The key insight is that the outer loop is responsible for data selection (which shards to load) while the inner loop is responsible for optimization (forward, backward, step).

Checkpoint Windows

The total training budget is divided evenly into num_checkpoints windows:

samples_per_checkpoint = total_train_samples // num_checkpoints

Each window:

  1. Selects enough shards from the manifest(s) to cover samples_per_checkpoint samples.
  2. Builds a fresh WebDataset dataloader over those shards.
  3. Calls train_one_checkpoint(), which runs until the window's budget is exhausted.
  4. Saves a full checkpoint (model, optimizer, data cursors, shuffle seeds).
  5. Optionally runs validation and syncs to remote storage.
graph LR
    subgraph "total_train_samples = 10M"
        W1["Window 1<br/>2M samples"] --> W2["Window 2<br/>2M samples"]
        W2 --> W3["Window 3<br/>2M samples"]
        W3 --> W4["Window 4<br/>2M samples"]
        W4 --> W5["Window 5<br/>2M samples"]
    end

    W1 -.->|checkpoint| C1["ckpt_1"]
    W2 -.->|checkpoint| C2["ckpt_2"]
    W3 -.->|checkpoint| C3["ckpt_3"]
    W4 -.->|checkpoint| C4["ckpt_4"]
    W5 -.->|checkpoint| C5["ckpt_5"]

Choosing num_checkpoints

More checkpoints means more frequent saves (safer against preemption) but more I/O overhead. Five checkpoints is the default. For very long runs on preemptible instances, consider increasing this value.

Epochs vs. Samples

You can specify the training budget in two mutually exclusive ways:

Parameter Description
total_train_samples Absolute number of samples to train on
num_epochs Number of passes over the dataset (converted to samples internally)

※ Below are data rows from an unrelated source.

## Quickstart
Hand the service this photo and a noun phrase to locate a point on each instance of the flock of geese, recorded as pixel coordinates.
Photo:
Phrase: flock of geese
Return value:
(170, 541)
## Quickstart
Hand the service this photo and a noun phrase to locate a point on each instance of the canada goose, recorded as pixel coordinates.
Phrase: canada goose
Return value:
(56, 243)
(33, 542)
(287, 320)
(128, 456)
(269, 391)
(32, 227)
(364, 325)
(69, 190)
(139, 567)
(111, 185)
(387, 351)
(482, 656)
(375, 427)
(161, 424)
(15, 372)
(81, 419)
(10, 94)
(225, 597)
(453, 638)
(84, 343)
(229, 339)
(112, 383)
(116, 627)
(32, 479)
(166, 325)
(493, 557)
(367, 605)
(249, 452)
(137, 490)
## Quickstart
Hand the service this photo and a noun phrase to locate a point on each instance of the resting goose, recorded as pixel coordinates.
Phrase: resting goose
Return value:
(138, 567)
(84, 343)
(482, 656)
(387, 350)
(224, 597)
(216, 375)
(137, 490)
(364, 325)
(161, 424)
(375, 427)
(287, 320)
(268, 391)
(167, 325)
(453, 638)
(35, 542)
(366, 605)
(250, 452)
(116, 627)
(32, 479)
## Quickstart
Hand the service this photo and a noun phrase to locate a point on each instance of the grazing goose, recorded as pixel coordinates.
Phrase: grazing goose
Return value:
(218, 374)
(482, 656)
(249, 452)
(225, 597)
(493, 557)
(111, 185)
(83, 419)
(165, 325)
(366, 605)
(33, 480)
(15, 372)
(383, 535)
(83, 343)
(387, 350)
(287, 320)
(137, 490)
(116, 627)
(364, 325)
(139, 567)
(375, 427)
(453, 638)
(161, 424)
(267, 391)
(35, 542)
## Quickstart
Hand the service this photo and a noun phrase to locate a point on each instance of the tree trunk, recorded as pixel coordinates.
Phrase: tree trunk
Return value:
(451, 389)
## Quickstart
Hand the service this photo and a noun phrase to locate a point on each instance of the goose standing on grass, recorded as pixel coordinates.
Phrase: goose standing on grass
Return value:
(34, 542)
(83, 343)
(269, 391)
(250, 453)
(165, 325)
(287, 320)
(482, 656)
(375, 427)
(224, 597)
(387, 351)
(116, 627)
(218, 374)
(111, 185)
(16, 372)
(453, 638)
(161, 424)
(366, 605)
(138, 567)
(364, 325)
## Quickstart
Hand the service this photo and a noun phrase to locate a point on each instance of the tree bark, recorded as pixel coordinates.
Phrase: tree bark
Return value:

Setting both is an error. When num_epochs is used, data.allow_multiple_epochs must be True.

Batch Sizing

Three parameters control how batches are constructed:

Parameter Location Description
global_batch_size hparams Total samples per optimizer step across all GPUs
per_gpu_batch_size hparams Samples per forward pass on a single GPU
world_size distributed Number of GPUs (auto-detected)

The gradient accumulation factor is computed automatically:

accum_freq = global_batch_size // (world_size * per_gpu_batch_size)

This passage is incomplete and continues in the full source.